Holistic Approaches to Pain Management

00:58:17
Speaker
So the primary thing is actually taking advantage of this so-called placebo effect. I say so-called because the dogma of the placebo effect is that, oh, it's not really real, right? So there is a study released a couple of years ago
00:58:38
Speaker
uh, where, where patients were chronic migraine pain patients. And they were testing a new drug and they, they, when patients would come in with their migraine pain, they'd give them one of four cards. One card had the name of the drug and had the drug on it. One card said placebo, but had the drug on it. The third, the third card said the name of the drug, but had the placebo and the fourth card
00:59:06
Speaker
said placebo on it and had the placebo. Can you guys guess what happened with the placebo? Still worked. Even when patients know they're receiving a placebo, they perceive that it has benefits for them. I love that. That's a great finding. I wish I could, I would take any placebo effects that I can get. I try not to learn anything about medication so that I can get all the placebo effects I can. Yeah.
00:59:34
Speaker
So, but I think that the placebo effect is going beyond just something of just tricking somebody. It's really showing the power of the mind to have a top-down influence on the sensory perception of pain. And with virtual reality, or at least with Karuna virtual embodiment training, what we're providing is a holistic approach. We're trying to reframe holistically the way that chronic pain patients
01:00:04
Speaker
cope with their pain. And we're doing that through functional rehabilitation exercises.
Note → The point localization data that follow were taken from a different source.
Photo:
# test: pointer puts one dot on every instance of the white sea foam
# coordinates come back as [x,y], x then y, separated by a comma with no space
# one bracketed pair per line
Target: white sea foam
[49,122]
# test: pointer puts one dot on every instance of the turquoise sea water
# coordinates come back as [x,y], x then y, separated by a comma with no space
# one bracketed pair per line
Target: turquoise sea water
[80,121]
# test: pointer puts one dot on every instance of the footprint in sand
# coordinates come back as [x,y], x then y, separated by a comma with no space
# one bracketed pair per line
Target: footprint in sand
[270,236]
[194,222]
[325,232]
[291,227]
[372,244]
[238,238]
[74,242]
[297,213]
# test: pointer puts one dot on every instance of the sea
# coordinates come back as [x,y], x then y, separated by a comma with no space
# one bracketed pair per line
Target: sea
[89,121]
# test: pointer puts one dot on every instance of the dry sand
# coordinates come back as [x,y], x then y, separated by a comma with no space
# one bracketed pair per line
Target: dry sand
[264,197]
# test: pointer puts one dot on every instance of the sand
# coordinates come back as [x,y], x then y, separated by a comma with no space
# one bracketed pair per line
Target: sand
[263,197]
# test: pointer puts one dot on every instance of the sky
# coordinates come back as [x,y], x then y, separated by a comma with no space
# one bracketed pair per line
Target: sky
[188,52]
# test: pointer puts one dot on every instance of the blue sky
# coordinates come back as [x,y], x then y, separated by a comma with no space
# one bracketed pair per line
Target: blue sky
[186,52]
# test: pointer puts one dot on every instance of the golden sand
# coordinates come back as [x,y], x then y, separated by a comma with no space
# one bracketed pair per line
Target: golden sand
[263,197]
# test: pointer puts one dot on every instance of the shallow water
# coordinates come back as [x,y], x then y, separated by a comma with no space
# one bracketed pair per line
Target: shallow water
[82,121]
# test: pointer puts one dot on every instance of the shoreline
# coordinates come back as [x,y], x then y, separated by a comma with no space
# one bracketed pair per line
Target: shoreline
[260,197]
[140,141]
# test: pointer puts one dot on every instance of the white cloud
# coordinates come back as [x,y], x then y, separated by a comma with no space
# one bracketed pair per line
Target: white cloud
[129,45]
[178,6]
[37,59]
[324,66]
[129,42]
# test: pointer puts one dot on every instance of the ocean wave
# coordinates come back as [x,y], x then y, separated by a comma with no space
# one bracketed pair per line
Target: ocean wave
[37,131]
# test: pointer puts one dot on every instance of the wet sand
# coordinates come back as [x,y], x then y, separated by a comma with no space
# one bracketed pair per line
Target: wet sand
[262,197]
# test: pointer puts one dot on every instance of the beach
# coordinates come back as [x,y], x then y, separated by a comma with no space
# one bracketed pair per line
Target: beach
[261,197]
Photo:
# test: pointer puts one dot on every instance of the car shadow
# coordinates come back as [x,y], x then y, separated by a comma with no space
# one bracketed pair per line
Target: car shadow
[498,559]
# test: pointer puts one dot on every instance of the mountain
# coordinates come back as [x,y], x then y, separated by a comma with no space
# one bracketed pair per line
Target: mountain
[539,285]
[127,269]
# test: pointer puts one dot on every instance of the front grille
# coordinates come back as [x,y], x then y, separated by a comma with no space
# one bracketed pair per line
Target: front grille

But we also add things like guided meditation, pain neuroscience education, and with our home unit that should be released in the next couple months, we're actually going to bundle pain coaching with it, where patients will interact with a pain coach remotely
01:00:31
Speaker
to help them overcome or help them with coping mechanisms and dealing with their pain and also staying with their plan of care. Well, that's very cool. I think that sounds like maybe a great place to stop and wrap it

Episode Conclusion

01:00:44
Speaker
up. But yeah, Mike, thank you so much for being on the show today. I think I learned a lot and I enjoyed it. Mike, what a pleasure to have you on. This is a really great conversation. Thanks for stopping by. Sure. My pleasure.